The Carrot is In the Cake
Though host to some of the largest ports in the Middle East, including Abu Dhabi’s Khalifa Port, the UAE is not immune to competition. Significant expansion at neighboring ports in Chabahar (Iran) and Duqm (Oman), not to mention the construction of King Abdullah Economic City on the Red Sea in Jeddah (Saudi), means that virtually all of its neighbors are vying for a larger piece of the global trade pie. Inevitably, if not intentionally, variations in regional trade volumes are somewhat zero-sum, and the UAE’s aggressive foreign policy stems at least in part from these fears.
To contain these threats, Abu Dhabi has a pragmatic approach: internationally, it must manage, if not stabilize, regional security through military consolidation and nimble enough diplomacy to avoid ruffling the feathers of other powerful players in the region. If there’s a single political narrative to this strategy, it is the rollback of political Islam across the Gulf, Levant, and North Africa.
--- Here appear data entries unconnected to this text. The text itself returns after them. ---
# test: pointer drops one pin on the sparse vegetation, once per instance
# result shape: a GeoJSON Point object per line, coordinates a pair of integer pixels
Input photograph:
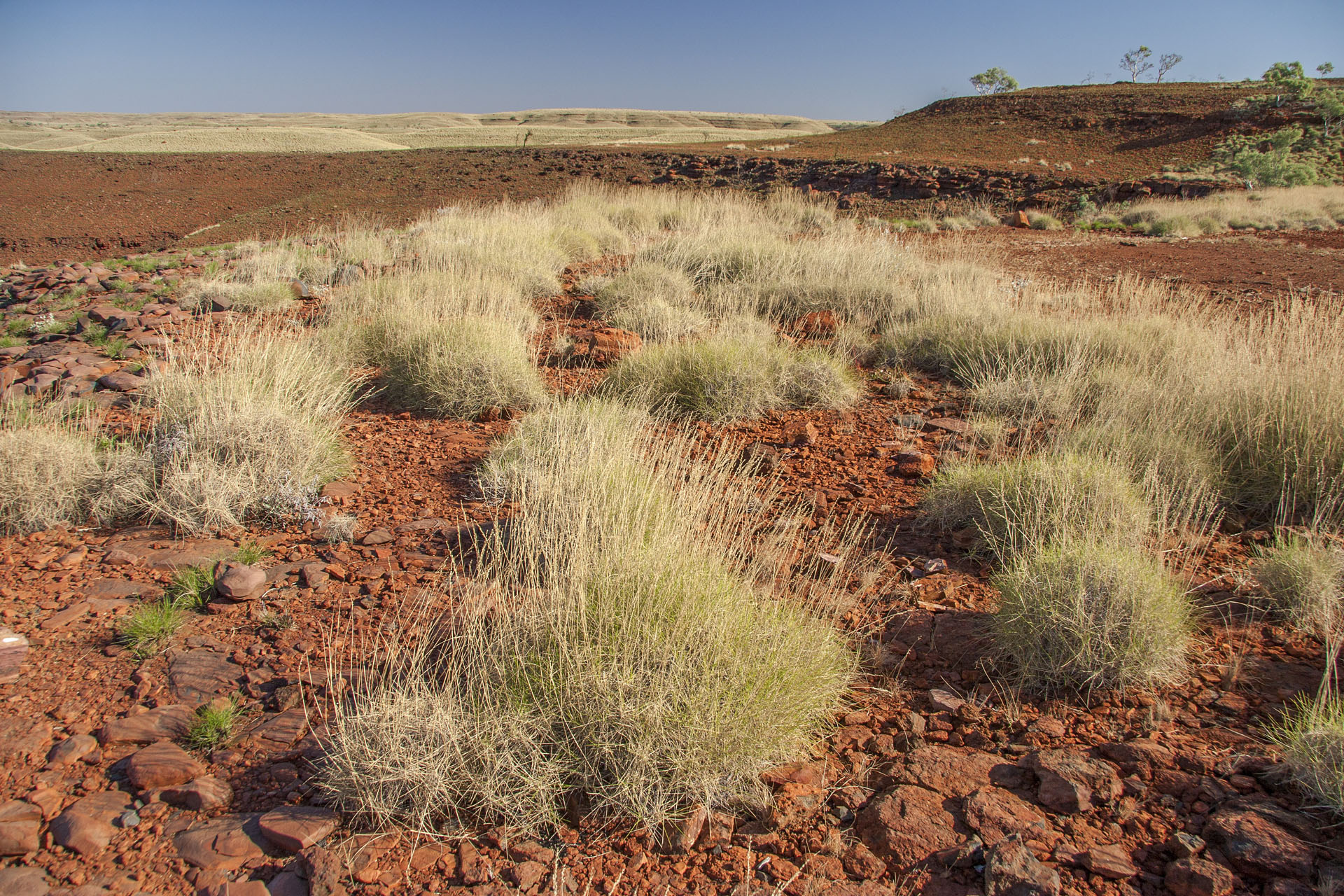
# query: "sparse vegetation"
{"type": "Point", "coordinates": [636, 664]}
{"type": "Point", "coordinates": [214, 724]}
{"type": "Point", "coordinates": [1304, 582]}
{"type": "Point", "coordinates": [148, 629]}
In pursuit of this, it has supported militarily efforts against Houthi rebels in Yemen, keeping the country’s significant ports open and friendly. Further south on the Horn of Africa, Abu Dhabi is backing rebels in Puntland and Somaliland in their efforts to break away from Mogadishu. In return—or as part and parcel of this process—the UAE is funding Puntland’s Maritime Police Force and bolstering its acquisition of the Berbera port along Somaliland’s coast as part of its securitization of the region’s most critical waterways.
An ancient Red Sea harbor that once marked the southernmost tip of the Ottoman Empire, Berbera is now under contract with DP World, a shipping behemoth that sprung out of the 2005 merger of Dubai Ports Authority and Dubai Ports International and now controls 77 terminals across the globe. And Berbera is far more than a military-map vanity project; plans are afoot to build a Kempinski hotel and solar power stations—all in addition to the 25-year lease on air and naval bases the deal included, which amounts to virtually the “first economic recognition of [the] tiny republic,“ as The Economist quoted one ecstatic Somaliland politician putting it.
Money Where Your Mouth Is
The mastermind behind the UAE’s foreign policy is Abu Dhabi and, more specifically, HH Sheikh Mohammed bin Zayed Al Nahyan, the Crown Prince of Abu Dhabi and Deputy Supreme Commander of the UAE Armed Forces. Son of the late founding father of the UAE, Sheikh Zayed bin Sultan Al Nahyan, His Highness graduated from Sandhurst before enrolling as an officer in the UAE’s armed forces, where he primarily served as an air force pilot. Since then, he has transformed the UAE into the third-largest arms importer in the world with an estimated military budget of USD23.5 billion in 2016.
Yemen, where its troops are most tied up, has so far been a rather mixed bag. On the one hand, the war that kicked off in early 2015 and since become known as one of the darker and less comprehensible horses of the contemporary world’s never-ending conflicts has met with complications. The capital of Sana’a, despite the continuous shelling the city has received, has yet to fall from Houthi control.
But this emboldened military presence has also reflected on domestic policy, with HH Sheikh Mohammed bin Zayed Al Nahyan taking the unprecedented step of introducing military conscription. For a supremely prosperous country, there is a longstanding fear amongst elders that young Emirati men have grown too cossetted to defend their country’s prosperity.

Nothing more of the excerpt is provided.